Alternative Solvers

A solver takes an Unfold-specified DesignMatrix and the data, and typically solves the equation system y = Xb (in the case of Linear Models). There are many different ways how one can approach this problem, depending if the matrix is sparse, if it is 2D or 3D, if one wants to use GPU etc.

Setup some data

using Unfold
using UnfoldMakie, CairoMakie
using UnfoldSim
dat, evts = UnfoldSim.predef_eeg(; noiselevel = 10, return_epoched = true)

f = @formula 0 ~ 1 + condition + continuous
designDict = Dict(Any => (f, range(0, 1, length = size(dat, 1))))

GPU Solvers

GPU solvers can significantly speed up your model fitting, with observed improvements of up to a factor of 30!

using Krylov, CUDA # necessary to load the right package extension
gpu_solver =(x, y) -> Unfold.solver_krylov(x, y; GPU = true)
m = Unfold.fit(UnfoldModel, designDict, evts, dat, solver = gpu_solver)

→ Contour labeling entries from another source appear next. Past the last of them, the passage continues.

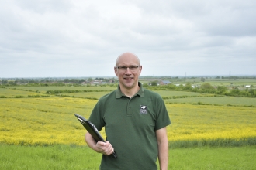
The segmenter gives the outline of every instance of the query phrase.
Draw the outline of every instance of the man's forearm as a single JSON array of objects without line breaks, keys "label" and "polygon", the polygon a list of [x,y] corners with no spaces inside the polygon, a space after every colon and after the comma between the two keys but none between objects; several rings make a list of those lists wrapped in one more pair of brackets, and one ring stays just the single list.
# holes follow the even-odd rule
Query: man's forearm
[{"label": "man's forearm", "polygon": [[93,149],[95,151],[99,152],[99,151],[97,151],[97,149],[95,148],[96,141],[94,140],[94,138],[92,138],[92,136],[88,132],[86,132],[85,137],[85,142],[87,143],[87,144],[92,149]]},{"label": "man's forearm", "polygon": [[168,141],[161,141],[158,144],[158,159],[161,170],[167,170],[168,166]]}]

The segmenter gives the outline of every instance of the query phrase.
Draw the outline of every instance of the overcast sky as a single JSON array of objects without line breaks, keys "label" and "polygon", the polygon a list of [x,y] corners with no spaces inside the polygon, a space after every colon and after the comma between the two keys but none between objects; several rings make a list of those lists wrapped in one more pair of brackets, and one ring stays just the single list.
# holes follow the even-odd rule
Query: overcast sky
[{"label": "overcast sky", "polygon": [[255,0],[0,0],[0,78],[256,75]]}]

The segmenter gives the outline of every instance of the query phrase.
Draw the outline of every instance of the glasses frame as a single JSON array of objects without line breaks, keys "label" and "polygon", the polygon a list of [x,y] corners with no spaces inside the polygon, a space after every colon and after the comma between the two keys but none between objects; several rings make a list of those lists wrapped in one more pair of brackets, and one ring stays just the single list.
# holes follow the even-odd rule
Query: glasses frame
[{"label": "glasses frame", "polygon": [[[133,68],[130,68],[131,66]],[[132,65],[132,66],[116,66],[116,68],[117,68],[120,71],[126,71],[128,68],[129,68],[129,70],[130,70],[130,71],[136,71],[136,69],[139,68],[140,66],[136,66],[136,65]],[[123,69],[125,69],[125,70],[123,70]]]}]

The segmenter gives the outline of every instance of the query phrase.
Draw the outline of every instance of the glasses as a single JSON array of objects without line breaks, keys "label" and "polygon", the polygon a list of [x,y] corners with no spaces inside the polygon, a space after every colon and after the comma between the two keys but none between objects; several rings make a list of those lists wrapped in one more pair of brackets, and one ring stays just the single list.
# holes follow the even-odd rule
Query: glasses
[{"label": "glasses", "polygon": [[117,68],[118,70],[119,70],[120,71],[126,71],[127,70],[127,68],[129,68],[129,70],[130,71],[136,71],[136,70],[137,68],[139,68],[140,66],[116,66],[116,68]]}]

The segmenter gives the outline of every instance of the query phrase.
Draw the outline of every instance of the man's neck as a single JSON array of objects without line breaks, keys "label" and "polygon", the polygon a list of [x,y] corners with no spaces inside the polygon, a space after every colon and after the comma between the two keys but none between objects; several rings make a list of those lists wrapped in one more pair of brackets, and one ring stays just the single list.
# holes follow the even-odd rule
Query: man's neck
[{"label": "man's neck", "polygon": [[126,95],[126,97],[129,97],[130,98],[131,98],[133,96],[134,96],[140,90],[140,87],[139,87],[139,85],[137,85],[131,89],[126,89],[120,86],[120,90],[121,90],[122,93],[124,95]]}]

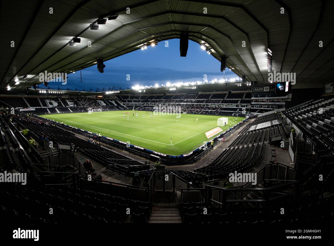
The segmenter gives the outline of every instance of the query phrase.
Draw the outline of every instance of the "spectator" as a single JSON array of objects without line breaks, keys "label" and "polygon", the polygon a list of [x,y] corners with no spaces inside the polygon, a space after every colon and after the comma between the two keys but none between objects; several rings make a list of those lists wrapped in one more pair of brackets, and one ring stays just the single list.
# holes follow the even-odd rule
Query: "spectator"
[{"label": "spectator", "polygon": [[29,131],[29,130],[26,128],[25,128],[22,131],[22,132],[23,133],[23,136],[27,136],[28,135],[28,132]]},{"label": "spectator", "polygon": [[93,168],[93,164],[87,159],[84,163],[84,168],[88,173],[94,173],[95,169]]},{"label": "spectator", "polygon": [[36,148],[37,147],[36,144],[35,143],[35,139],[30,137],[28,140],[28,142],[29,144],[31,144],[34,148]]}]

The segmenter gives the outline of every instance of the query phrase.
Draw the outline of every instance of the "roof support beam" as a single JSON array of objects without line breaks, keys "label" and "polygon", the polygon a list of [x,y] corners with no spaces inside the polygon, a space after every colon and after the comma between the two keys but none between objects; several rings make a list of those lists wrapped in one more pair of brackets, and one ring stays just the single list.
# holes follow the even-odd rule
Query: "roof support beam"
[{"label": "roof support beam", "polygon": [[300,59],[300,57],[301,57],[302,55],[304,53],[304,50],[305,50],[306,48],[307,48],[307,46],[310,44],[312,38],[313,38],[313,36],[314,36],[314,34],[315,34],[316,32],[317,32],[317,31],[318,30],[318,28],[320,26],[320,24],[321,22],[321,20],[322,20],[323,15],[324,12],[324,9],[325,7],[325,1],[324,0],[321,1],[321,7],[320,9],[320,13],[319,14],[319,18],[318,19],[318,23],[317,23],[317,26],[316,26],[315,28],[314,28],[314,30],[313,31],[313,32],[312,33],[312,35],[311,35],[311,36],[310,37],[310,38],[309,39],[308,41],[306,43],[306,45],[305,45],[305,47],[304,47],[304,48],[303,49],[303,50],[301,52],[300,54],[299,55],[299,56],[298,57],[298,58],[296,60],[296,62],[295,63],[295,65],[293,65],[293,67],[292,67],[292,68],[291,70],[290,71],[290,73],[292,73],[292,71],[293,70],[293,69],[295,68],[295,67],[296,67],[296,65],[297,65],[297,64],[298,63],[298,62],[299,60],[299,59]]},{"label": "roof support beam", "polygon": [[[87,3],[89,2],[90,2],[91,0],[85,0],[85,1],[84,2],[82,2],[80,4],[79,4],[75,8],[74,8],[74,9],[73,9],[73,10],[71,12],[71,13],[70,13],[70,14],[68,15],[67,15],[67,16],[66,17],[66,18],[65,18],[65,19],[64,19],[64,20],[61,22],[61,23],[60,24],[59,26],[58,26],[57,27],[56,29],[54,30],[54,32],[52,32],[52,33],[51,34],[51,35],[50,35],[50,36],[43,43],[43,44],[41,46],[39,47],[39,48],[38,48],[38,49],[37,50],[36,50],[36,51],[33,54],[33,55],[30,57],[30,58],[29,59],[28,59],[28,60],[27,60],[27,62],[26,63],[24,64],[24,65],[23,65],[23,66],[22,66],[22,67],[20,69],[20,70],[18,71],[18,72],[16,73],[16,74],[14,76],[14,77],[13,77],[12,78],[12,79],[9,82],[10,82],[10,81],[12,81],[13,80],[13,79],[14,78],[15,76],[16,76],[16,75],[17,75],[17,74],[19,73],[19,72],[23,69],[23,68],[24,68],[27,65],[29,62],[30,62],[30,61],[38,53],[38,52],[39,52],[39,51],[40,51],[40,50],[43,48],[43,47],[44,47],[44,46],[45,46],[45,45],[47,43],[49,42],[49,41],[50,41],[50,40],[51,39],[51,38],[52,38],[52,37],[54,35],[55,35],[56,33],[57,33],[57,32],[59,30],[60,30],[60,29],[66,23],[66,22],[68,20],[68,19],[71,17],[72,15],[73,15],[73,14],[74,14],[79,9],[80,9],[81,7],[82,7],[82,6],[83,6],[84,5],[85,5]],[[146,2],[143,3],[141,3],[141,4],[136,4],[136,5],[133,5],[132,6],[129,6],[129,7],[130,7],[130,8],[136,8],[137,7],[139,7],[139,6],[142,6],[144,5],[145,5],[146,4],[149,4],[151,3],[152,3],[153,2],[157,2],[157,1],[161,1],[161,0],[150,0],[150,1],[147,1],[147,2]],[[116,10],[114,11],[112,13],[111,13],[111,14],[111,14],[112,13],[118,13],[118,12],[121,12],[121,11],[124,11],[124,9],[119,9],[119,10]],[[106,16],[105,15],[103,15],[103,16],[101,16],[99,18],[102,18],[103,17],[105,17],[105,16]],[[96,22],[96,21],[97,21],[97,20],[95,21],[94,22]],[[90,27],[88,26],[87,28],[85,28],[85,29],[84,29],[83,30],[82,30],[81,32],[80,32],[80,33],[78,33],[78,34],[77,34],[77,35],[76,35],[76,36],[74,36],[77,37],[77,36],[79,36],[81,34],[82,34],[82,33],[83,33],[85,31],[86,31],[87,30],[88,30],[88,29],[89,28],[89,27]],[[63,48],[64,48],[64,47],[65,47],[65,46],[66,46],[66,45],[67,45],[68,43],[68,42],[67,43],[66,43],[64,46],[63,46],[61,48],[59,49],[58,50],[60,50],[60,49],[62,49]],[[56,51],[56,53],[57,52],[57,51]],[[52,55],[53,55],[53,54],[54,54],[54,53],[54,53],[54,54],[53,54]],[[39,64],[39,65],[40,65],[41,64],[42,64],[42,63],[43,63],[43,62],[42,62],[42,63],[41,63],[41,64]],[[39,65],[38,66],[39,66]],[[36,68],[36,67],[35,68],[34,68],[34,69],[35,69],[35,68]],[[33,70],[33,69],[32,70]],[[32,70],[30,71],[28,73],[27,73],[27,74],[29,74],[29,73],[30,73],[32,71]]]},{"label": "roof support beam", "polygon": [[[150,18],[151,17],[151,16],[149,17],[148,17],[147,18]],[[232,45],[234,46],[234,48],[235,49],[235,50],[236,51],[238,52],[238,54],[239,54],[239,55],[240,56],[240,57],[242,59],[242,60],[243,62],[245,64],[245,66],[248,68],[248,69],[249,70],[249,71],[251,72],[252,73],[252,75],[253,75],[253,76],[254,77],[254,78],[255,78],[256,79],[256,77],[255,76],[255,75],[253,73],[253,72],[252,71],[252,70],[249,68],[248,67],[248,65],[247,65],[247,64],[246,64],[246,63],[245,63],[245,62],[244,60],[243,60],[243,58],[242,58],[242,57],[241,56],[241,55],[240,52],[239,52],[237,48],[236,48],[236,47],[235,46],[235,45],[234,44],[234,43],[233,42],[233,41],[232,40],[232,39],[231,38],[231,37],[229,36],[228,35],[227,35],[227,34],[225,34],[225,33],[223,33],[223,32],[221,32],[219,30],[218,30],[217,29],[215,28],[215,27],[213,27],[213,26],[211,26],[206,25],[204,25],[204,24],[198,24],[193,23],[184,23],[184,22],[167,22],[167,23],[162,23],[162,24],[159,24],[159,25],[155,25],[154,26],[149,26],[149,27],[145,27],[145,28],[141,28],[140,29],[138,29],[137,31],[135,31],[134,32],[133,32],[131,33],[130,33],[130,34],[127,35],[126,35],[126,36],[129,36],[129,35],[130,35],[131,34],[133,34],[135,33],[135,32],[136,32],[137,31],[142,31],[142,30],[146,30],[147,29],[150,29],[150,28],[153,28],[155,27],[158,27],[158,26],[163,26],[163,25],[168,25],[168,24],[179,24],[179,25],[190,25],[190,26],[203,26],[203,27],[209,27],[209,28],[210,28],[212,29],[213,30],[214,30],[215,31],[218,32],[218,33],[219,33],[220,34],[221,34],[221,35],[222,35],[223,36],[224,36],[226,37],[229,39],[229,41],[231,42],[231,43],[232,43]],[[116,27],[116,28],[115,28],[115,29],[114,29],[114,30],[113,30],[113,31],[114,31],[115,30],[116,30],[116,29],[118,29],[119,28],[121,27],[121,26],[122,26],[123,25],[120,25],[120,26],[119,26],[117,27]],[[109,34],[110,34],[110,33],[111,33],[111,32],[110,32],[108,33],[107,33],[107,34],[105,34],[103,36],[103,37],[105,36],[106,36],[106,35],[109,35]],[[100,38],[101,38],[101,37],[100,38],[99,38],[97,39],[96,40],[95,40],[94,41],[96,41],[97,40],[99,39]],[[102,48],[105,48],[106,47],[106,46],[108,46],[109,45],[110,45],[112,43],[113,43],[114,42],[112,42],[112,43],[110,43],[109,44],[107,44],[107,45],[104,45],[104,46],[103,46],[101,48],[99,48],[99,49],[98,49],[98,50],[95,50],[94,51],[93,51],[93,52],[91,52],[91,53],[90,53],[89,54],[91,54],[93,53],[94,53],[95,52],[96,52],[97,51],[98,51],[101,50],[101,49],[102,49]],[[66,58],[68,58],[68,57],[70,57],[70,56],[71,56],[72,55],[73,55],[73,54],[76,53],[76,52],[78,52],[80,50],[82,50],[82,49],[84,49],[84,48],[86,48],[86,47],[87,47],[87,46],[85,46],[84,47],[83,47],[81,49],[80,49],[76,51],[75,51],[74,52],[73,52],[73,53],[72,53],[70,54],[69,55],[68,55],[67,56],[65,57],[64,58],[63,58],[62,59],[66,59]],[[226,54],[226,52],[225,52],[223,50],[223,51],[224,52],[224,53],[226,55],[227,55]],[[87,56],[87,55],[86,55],[86,56]],[[84,57],[85,56],[84,56]],[[255,57],[254,57],[254,58],[255,58]],[[255,59],[255,61],[256,61],[256,59]],[[58,62],[56,63],[55,63],[54,64],[53,64],[52,65],[51,65],[50,66],[49,66],[48,68],[47,68],[46,69],[45,69],[45,70],[47,69],[48,69],[48,68],[51,67],[52,67],[52,66],[54,66],[57,63],[58,63]],[[42,64],[42,63],[41,63],[41,64]],[[262,75],[262,74],[261,73],[261,71],[260,70],[259,68],[258,68],[258,69],[259,69],[259,71],[260,72],[260,74]],[[31,72],[31,71],[30,71],[30,72]],[[40,73],[42,73],[43,72],[43,71],[41,71],[40,72]],[[39,74],[39,73],[38,73],[38,74]],[[262,77],[262,78],[263,78],[263,77]],[[249,79],[249,78],[248,78],[248,79]],[[253,80],[251,80],[251,81]]]},{"label": "roof support beam", "polygon": [[[21,42],[19,43],[18,46],[16,48],[15,53],[14,53],[14,54],[13,56],[13,57],[12,57],[12,59],[10,60],[10,62],[9,63],[9,64],[8,64],[8,67],[7,68],[7,69],[6,70],[6,72],[4,73],[3,76],[2,78],[1,79],[1,80],[0,80],[0,84],[2,83],[2,81],[5,78],[5,77],[6,76],[6,75],[7,74],[7,73],[8,73],[8,71],[9,70],[9,68],[12,66],[12,64],[14,61],[14,59],[15,59],[15,57],[16,57],[16,55],[17,54],[17,53],[19,52],[19,50],[20,50],[20,48],[21,48],[22,44],[23,43],[23,42],[24,41],[24,39],[25,39],[25,38],[28,35],[28,33],[29,33],[29,31],[30,30],[30,29],[31,28],[31,26],[32,25],[32,24],[35,21],[35,20],[36,19],[36,17],[37,17],[38,15],[38,14],[39,12],[39,10],[40,10],[41,8],[42,7],[42,6],[44,3],[44,0],[40,0],[40,1],[39,1],[39,2],[37,6],[39,7],[36,8],[35,12],[32,15],[32,17],[31,18],[31,19],[30,21],[29,25],[28,25],[28,28],[27,28],[27,29],[25,30],[25,32],[24,32],[24,34],[23,34],[23,38],[22,38],[22,40],[21,40]],[[15,76],[16,76],[16,75],[15,75]],[[10,83],[14,78],[15,78],[15,76],[13,77],[13,78],[10,80],[8,81],[8,83]],[[21,79],[22,79],[22,78],[21,78],[19,80],[18,80],[19,81]]]},{"label": "roof support beam", "polygon": [[[166,24],[164,24],[164,25],[166,25]],[[149,28],[152,28],[152,27],[147,27],[147,28],[146,28],[147,29],[149,29]],[[140,29],[140,30],[142,30],[142,29]],[[124,38],[126,38],[128,36],[129,36],[129,35],[132,35],[132,34],[133,34],[133,33],[135,33],[135,32],[137,32],[137,31],[139,31],[139,30],[137,30],[137,31],[135,31],[135,32],[133,32],[132,33],[130,33],[130,34],[128,34],[128,35],[125,35],[125,36],[123,36],[123,37],[122,37],[122,38],[120,38],[120,39],[118,39],[118,40],[114,40],[114,41],[113,41],[112,42],[111,42],[111,43],[109,43],[109,44],[107,44],[106,45],[105,45],[105,46],[104,46],[104,47],[102,47],[102,48],[100,48],[100,49],[99,49],[97,50],[95,50],[95,51],[93,51],[93,52],[91,52],[91,53],[90,53],[90,54],[87,54],[87,55],[85,55],[85,56],[84,56],[84,57],[86,57],[86,56],[88,56],[88,55],[90,55],[90,54],[92,54],[92,53],[95,53],[95,52],[97,52],[97,51],[98,51],[98,50],[99,50],[100,49],[101,49],[103,48],[103,47],[105,47],[105,46],[108,46],[108,45],[111,45],[111,44],[113,44],[113,43],[115,43],[115,42],[117,42],[117,41],[119,41],[119,40],[121,40],[121,39],[124,39]],[[167,31],[167,32],[173,32],[173,31],[179,31],[179,32],[184,32],[184,31]],[[203,34],[202,33],[199,33],[199,32],[189,32],[189,33],[197,33],[197,34],[198,34],[199,35],[202,35],[202,36],[204,36],[204,37],[206,37],[206,36],[205,36],[205,35],[204,35],[204,34]],[[145,37],[144,38],[144,39],[146,39],[146,38],[147,38],[147,39],[149,39],[149,39],[152,39],[152,36],[151,36],[151,35],[156,35],[156,34],[159,34],[159,33],[154,33],[154,34],[150,34],[150,35],[148,35],[148,36],[147,36],[147,37]],[[220,55],[220,55],[220,55],[226,55],[226,53],[225,53],[225,52],[224,52],[224,51],[223,50],[223,49],[221,49],[221,47],[220,47],[220,46],[219,46],[219,45],[218,45],[218,44],[217,44],[217,43],[216,43],[216,42],[215,42],[215,41],[214,41],[214,39],[212,39],[212,38],[210,38],[209,37],[207,37],[207,38],[209,39],[211,39],[211,40],[212,40],[212,41],[213,42],[214,42],[215,43],[215,44],[216,44],[216,45],[217,45],[217,46],[218,47],[219,47],[219,48],[220,48],[220,49],[221,49],[221,51],[222,51],[222,52],[223,52],[223,54],[220,54]],[[197,37],[197,38],[199,38],[199,39],[201,39],[201,38],[200,38],[200,37]],[[142,38],[142,39],[141,39],[141,40],[142,40],[142,39],[143,39],[143,38]],[[133,44],[133,43],[134,43],[134,42],[133,42],[132,43],[130,43],[130,44],[126,44],[126,45],[124,45],[124,46],[123,46],[122,47],[118,47],[118,48],[116,48],[116,49],[114,49],[114,50],[113,50],[113,51],[110,51],[110,52],[108,52],[108,53],[107,53],[106,54],[105,54],[103,56],[105,56],[105,55],[106,55],[106,54],[108,54],[108,53],[112,53],[112,52],[115,52],[115,51],[117,51],[117,50],[119,50],[119,49],[121,49],[121,48],[122,48],[122,47],[126,47],[126,46],[129,46],[129,45],[131,45],[131,44]],[[138,41],[137,41],[137,42],[138,42]],[[143,43],[143,42],[141,42],[141,43]],[[134,47],[134,46],[138,46],[138,44],[135,44],[135,45],[133,45],[133,47]],[[134,50],[136,50],[136,49],[139,49],[139,47],[138,47],[138,49],[134,49],[134,50],[131,50],[131,51],[129,51],[129,52],[132,52],[132,51],[134,51]],[[122,50],[122,51],[119,51],[119,52],[122,52],[122,51],[123,51],[123,50]],[[60,67],[60,68],[59,68],[57,69],[58,69],[58,70],[59,70],[59,69],[60,69],[62,68],[63,68],[63,67],[65,67],[65,66],[68,66],[68,65],[70,65],[70,64],[71,64],[71,63],[73,63],[73,62],[75,62],[75,61],[77,61],[77,60],[79,60],[80,59],[81,59],[81,58],[83,58],[83,57],[81,57],[81,58],[79,58],[79,59],[76,59],[76,60],[75,60],[75,61],[74,61],[74,62],[72,62],[72,63],[69,63],[69,64],[66,64],[66,65],[64,65],[64,66],[63,66],[62,67]],[[114,58],[115,58],[115,57],[114,57]],[[231,59],[230,59],[230,60],[231,60]],[[230,66],[232,66],[232,67],[233,67],[234,68],[234,69],[235,69],[236,70],[236,65],[235,65],[235,63],[233,63],[233,61],[232,61],[231,60],[231,62],[232,62],[232,63],[233,63],[234,64],[231,64],[231,63],[229,63],[229,64],[230,64]],[[85,67],[85,66],[84,66],[84,65],[85,65],[85,64],[87,64],[88,63],[93,63],[93,62],[94,62],[94,61],[91,61],[90,62],[90,61],[88,61],[88,62],[85,62],[85,63],[84,63],[84,64],[81,64],[80,65],[79,65],[79,66],[76,66],[76,67],[76,67],[76,68],[71,68],[71,69],[69,69],[69,70],[68,70],[69,71],[73,71],[73,70],[76,70],[76,69],[82,69],[82,68],[83,67],[84,67],[84,68],[87,68],[87,67],[91,67],[91,66],[94,66],[94,65],[95,65],[95,64],[92,64],[92,65],[90,65],[90,66],[87,66],[87,67]],[[84,65],[84,66],[83,66],[83,65]],[[240,73],[240,74],[241,74],[241,72],[239,72],[239,73]],[[248,79],[249,79],[249,78],[248,78]],[[31,80],[31,79],[33,79],[33,78],[31,78],[30,79],[29,79],[29,80]],[[37,79],[35,79],[35,80],[33,80],[33,81],[32,81],[32,82],[33,82],[33,81],[35,81],[35,80],[37,80]],[[249,80],[250,80],[250,81],[251,80],[250,79],[249,79]]]}]

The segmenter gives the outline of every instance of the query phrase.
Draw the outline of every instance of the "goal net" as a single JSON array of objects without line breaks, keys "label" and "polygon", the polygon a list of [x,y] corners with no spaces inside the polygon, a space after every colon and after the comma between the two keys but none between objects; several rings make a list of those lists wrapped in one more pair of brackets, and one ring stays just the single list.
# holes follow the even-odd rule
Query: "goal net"
[{"label": "goal net", "polygon": [[227,125],[228,123],[228,118],[222,117],[221,118],[219,118],[218,119],[217,124],[218,126],[223,126],[225,125]]}]

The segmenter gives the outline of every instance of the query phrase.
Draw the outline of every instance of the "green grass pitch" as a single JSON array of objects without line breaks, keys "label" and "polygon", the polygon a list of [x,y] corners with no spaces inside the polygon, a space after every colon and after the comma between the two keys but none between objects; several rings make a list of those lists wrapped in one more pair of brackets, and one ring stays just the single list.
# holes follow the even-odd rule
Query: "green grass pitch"
[{"label": "green grass pitch", "polygon": [[[188,153],[204,141],[214,137],[206,138],[205,133],[217,126],[217,119],[221,117],[229,118],[226,126],[220,126],[223,131],[228,129],[230,119],[233,123],[235,116],[181,114],[176,115],[151,116],[146,111],[140,111],[138,117],[132,115],[134,111],[130,111],[129,115],[124,111],[77,113],[41,115],[40,116],[92,132],[100,133],[112,138],[168,155],[178,155]],[[137,111],[138,112],[138,111]],[[143,115],[145,117],[143,117]],[[128,116],[129,116],[129,120]],[[196,118],[198,118],[196,122]],[[238,123],[245,119],[238,117]],[[236,124],[235,122],[234,124]],[[171,138],[172,144],[171,144]]]}]

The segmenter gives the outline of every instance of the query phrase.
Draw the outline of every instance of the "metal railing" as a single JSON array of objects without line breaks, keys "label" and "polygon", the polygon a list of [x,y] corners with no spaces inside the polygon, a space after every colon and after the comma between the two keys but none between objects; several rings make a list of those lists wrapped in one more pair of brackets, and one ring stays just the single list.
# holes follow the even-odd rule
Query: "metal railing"
[{"label": "metal railing", "polygon": [[[291,202],[296,199],[299,195],[299,181],[287,181],[283,183],[270,187],[248,188],[227,189],[206,186],[205,201],[217,205],[222,210],[232,209],[233,206],[230,205],[237,203],[257,204],[258,209],[261,210],[276,206],[280,202]],[[282,193],[281,191],[285,189],[292,189],[293,190],[286,193]],[[251,192],[260,193],[260,198],[243,199],[243,193],[245,192],[248,194]],[[274,202],[274,201],[275,202]],[[246,205],[245,204],[244,207],[247,209],[252,206],[249,206],[247,208]]]}]

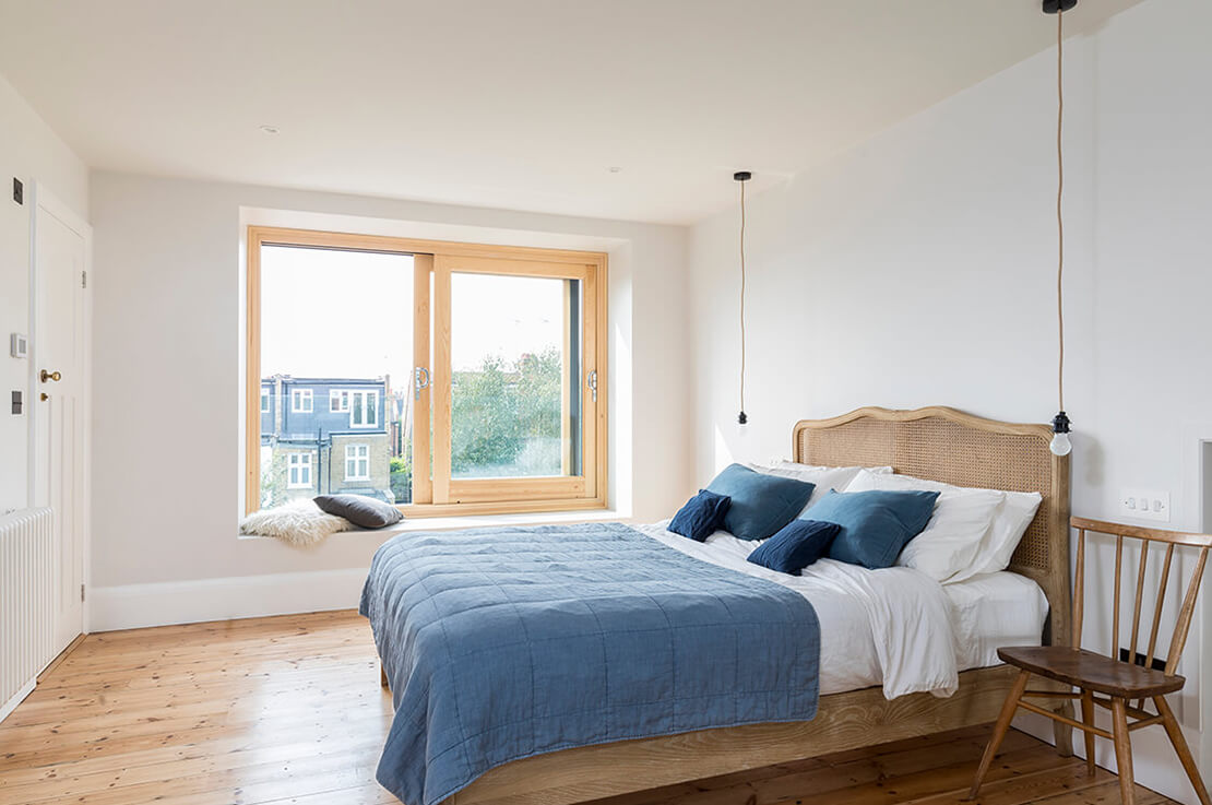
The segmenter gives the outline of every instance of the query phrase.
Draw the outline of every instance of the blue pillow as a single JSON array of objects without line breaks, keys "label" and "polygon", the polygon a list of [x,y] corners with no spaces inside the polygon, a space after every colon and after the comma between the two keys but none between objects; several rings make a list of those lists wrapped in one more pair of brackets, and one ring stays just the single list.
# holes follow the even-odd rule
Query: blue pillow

To test it, you will need to run it yourself as we cannot run it on the docs. If you require a different graphicscard vendor than NVIDA/CUDA, please create an issue. Currently, we are unable to test it due to lack of hardware.

Robust Solvers

Robust solvers automatically adjust for outlier trials, but they come at a significant computational cost.

using RobustModels # necessary to load the Unfold package extension
se_solver = (x, y) -> Unfold.solver_robust(x, y)
m = Unfold.fit(UnfoldModel, designDict, evts, dat, solver = se_solver)
results = coeftable(m)
plot_erp(results; stderror = true)

Back2Back regression

b2b_solver = (x, y) -> Unfold.solver_b2b(x, y; ross_val_reps = 5)
dat_3d = permutedims(repeat(dat, 1, 1, 20), [3 1 2])
m = Unfold.fit(UnfoldModel, designDict, evts, dat_3d; solver = b2b_solver)
results = coeftable(m)

plot_erp(results)

These are the decoding results for conditionA while considering conditionB, and vice versa.